What does that mean for people living in coastal areas, and those responsible for planning?
“From a planning perspective, it would seem to make sense to want to plan for a rate of sea-level rise that is higher than most projections since major storm events will cause extreme sea levels that are even higher than the background rate of rising sea levels,” Dutton said in her email.
Because the impacts of sea levels more than two stories high are so severe the development of better data of global mean sea level (GMSL) is critical, Dutton and her co-authors wrote.
“Improving our understanding of rates of GMSL rise due to polar ice-mass loss is perhaps the most societally relevant information the paleorecord can provide, yet robust estimates of rates of GMSL rise associated with polar ice-sheet retreat and/or collapse remain a weakness in existing sea-level reconstructions,” they wrote.
How does a community plan for something like this?

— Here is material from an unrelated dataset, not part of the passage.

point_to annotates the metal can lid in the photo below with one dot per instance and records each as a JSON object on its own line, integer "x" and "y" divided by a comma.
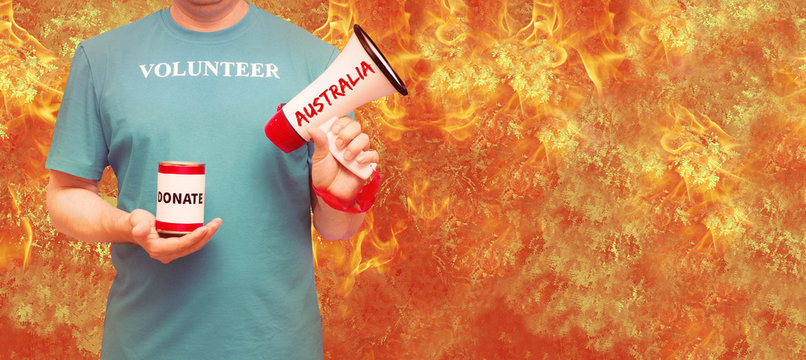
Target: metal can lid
{"x": 181, "y": 167}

In Hawai`i, consider that at the predicted levels, most of our airports are underwater, most of our harbors are gone, most of our resort areas are awash, many of our water wells turn salty. Sewer lines, power plants, coastal roads are destroyed, and many communities on almost every island are isolated.
Most of the Northwestern Hawaiian Islands and most of the atolls and other low-lying islands throughout the Pacific would be gone. The impacts on the turtles, seals and millions of nesting seabirds are beyond imagining.